Pulled Brisket Bowtie Pasta

Mix a saucy brisket with bowtie pasta, asparagus and grape tomatoes. This Pulled Brisket & Bowtie Pasta recipe is a dish really fantastic for reinventing leftovers. After slow cooking, this meat is so soft and flavorful. The little ones just love it!  

Tip: You can sauté less or more of each vegetable, depending on your family’s preferences.

Editor's Note: Cooking time for this recipe does not include Pulled Brisket.
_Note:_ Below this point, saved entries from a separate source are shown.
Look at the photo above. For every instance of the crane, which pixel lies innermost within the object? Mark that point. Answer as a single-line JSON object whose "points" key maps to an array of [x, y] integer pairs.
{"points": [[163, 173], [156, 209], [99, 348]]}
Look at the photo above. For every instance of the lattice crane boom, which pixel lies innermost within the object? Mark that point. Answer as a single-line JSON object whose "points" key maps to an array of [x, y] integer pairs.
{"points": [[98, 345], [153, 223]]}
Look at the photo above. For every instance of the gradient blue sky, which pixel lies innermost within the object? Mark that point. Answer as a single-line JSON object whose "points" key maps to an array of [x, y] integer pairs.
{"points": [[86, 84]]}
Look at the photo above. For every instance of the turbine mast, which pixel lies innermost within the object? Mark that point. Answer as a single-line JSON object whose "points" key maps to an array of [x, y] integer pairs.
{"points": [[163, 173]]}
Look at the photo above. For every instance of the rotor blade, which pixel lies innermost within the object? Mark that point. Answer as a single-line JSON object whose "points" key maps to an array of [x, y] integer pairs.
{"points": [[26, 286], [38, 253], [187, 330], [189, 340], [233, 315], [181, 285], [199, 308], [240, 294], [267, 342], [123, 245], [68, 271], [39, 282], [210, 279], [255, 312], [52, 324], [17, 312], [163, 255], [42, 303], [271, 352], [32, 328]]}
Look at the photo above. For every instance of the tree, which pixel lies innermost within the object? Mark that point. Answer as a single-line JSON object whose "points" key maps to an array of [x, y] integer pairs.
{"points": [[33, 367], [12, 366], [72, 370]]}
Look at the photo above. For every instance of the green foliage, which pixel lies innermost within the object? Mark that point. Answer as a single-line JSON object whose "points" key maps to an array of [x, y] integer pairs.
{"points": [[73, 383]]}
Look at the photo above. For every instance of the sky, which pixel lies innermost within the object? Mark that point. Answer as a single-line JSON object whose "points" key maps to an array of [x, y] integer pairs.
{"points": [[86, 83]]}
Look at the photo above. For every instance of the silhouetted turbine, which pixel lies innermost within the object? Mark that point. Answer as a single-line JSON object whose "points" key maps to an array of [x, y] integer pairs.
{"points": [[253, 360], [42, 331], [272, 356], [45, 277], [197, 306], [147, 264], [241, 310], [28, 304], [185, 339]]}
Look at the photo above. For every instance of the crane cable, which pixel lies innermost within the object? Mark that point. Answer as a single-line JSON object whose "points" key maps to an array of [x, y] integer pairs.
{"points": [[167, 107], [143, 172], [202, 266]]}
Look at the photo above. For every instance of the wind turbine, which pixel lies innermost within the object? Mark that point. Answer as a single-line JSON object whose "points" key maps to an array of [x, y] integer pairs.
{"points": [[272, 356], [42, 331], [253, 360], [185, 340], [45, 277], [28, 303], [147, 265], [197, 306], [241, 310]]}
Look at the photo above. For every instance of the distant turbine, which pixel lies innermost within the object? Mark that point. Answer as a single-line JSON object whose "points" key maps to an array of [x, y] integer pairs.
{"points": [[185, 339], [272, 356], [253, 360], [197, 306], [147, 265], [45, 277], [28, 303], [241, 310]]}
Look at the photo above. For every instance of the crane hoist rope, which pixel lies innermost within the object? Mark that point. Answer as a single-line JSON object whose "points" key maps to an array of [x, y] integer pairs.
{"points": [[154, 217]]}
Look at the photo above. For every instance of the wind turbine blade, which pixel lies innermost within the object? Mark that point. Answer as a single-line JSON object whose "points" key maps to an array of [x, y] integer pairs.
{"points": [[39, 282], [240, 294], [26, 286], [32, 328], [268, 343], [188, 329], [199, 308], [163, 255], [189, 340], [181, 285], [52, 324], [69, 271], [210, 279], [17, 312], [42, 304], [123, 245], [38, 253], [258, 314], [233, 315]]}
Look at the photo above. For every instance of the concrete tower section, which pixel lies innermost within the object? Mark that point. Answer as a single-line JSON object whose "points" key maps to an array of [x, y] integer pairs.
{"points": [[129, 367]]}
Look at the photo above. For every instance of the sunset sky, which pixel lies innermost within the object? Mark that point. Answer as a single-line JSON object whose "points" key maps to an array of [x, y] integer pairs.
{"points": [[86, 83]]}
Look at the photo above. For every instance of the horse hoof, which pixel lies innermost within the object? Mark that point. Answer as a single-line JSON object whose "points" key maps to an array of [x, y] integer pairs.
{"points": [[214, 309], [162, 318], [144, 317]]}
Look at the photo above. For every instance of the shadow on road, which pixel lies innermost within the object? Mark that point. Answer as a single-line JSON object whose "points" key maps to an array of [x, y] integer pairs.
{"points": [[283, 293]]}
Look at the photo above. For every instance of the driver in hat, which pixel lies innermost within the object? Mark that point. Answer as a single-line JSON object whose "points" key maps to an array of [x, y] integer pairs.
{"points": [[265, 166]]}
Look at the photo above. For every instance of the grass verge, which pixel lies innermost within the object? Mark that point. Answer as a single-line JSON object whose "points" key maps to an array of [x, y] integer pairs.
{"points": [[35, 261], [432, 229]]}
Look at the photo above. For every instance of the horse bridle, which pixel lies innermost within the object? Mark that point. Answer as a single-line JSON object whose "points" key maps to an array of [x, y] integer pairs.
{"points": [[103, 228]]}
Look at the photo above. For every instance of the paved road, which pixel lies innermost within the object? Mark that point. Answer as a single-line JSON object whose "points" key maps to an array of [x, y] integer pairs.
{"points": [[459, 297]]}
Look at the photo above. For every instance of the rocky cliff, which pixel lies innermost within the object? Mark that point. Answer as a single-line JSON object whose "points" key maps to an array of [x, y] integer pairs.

Prepare to cook the meat at least 6 hours in advance in the crockpot.

  • Duration
  • Cook Time
  • Prep Time
  • 6Servings


  • Pulled brisket, cooked
  • 1 package bowtie pasta
  • 2-3 tablespoons olive oil for sauteing
  • 2 cloves garlic, minced
  • 1 box (10 oz.) grape tomatoes, cut in half lengthwise
  • Tips of one bunch of asparagus (about the top three inches)
  • Salt to taste


Pulled Brisket:

1. Prepare basic Pulled Brisket

2. Cook bowtie pasta in salted water as per package directions, and drain when done.

Grape Tomatoes and Asparagus:

1. In a skillet heat olive oil and add: garlic, grape tomatoes, and asparagus

2. Sauté a few minutes until vegetables begin to soften. 

3. Set aside to serve with Pulled Brisket.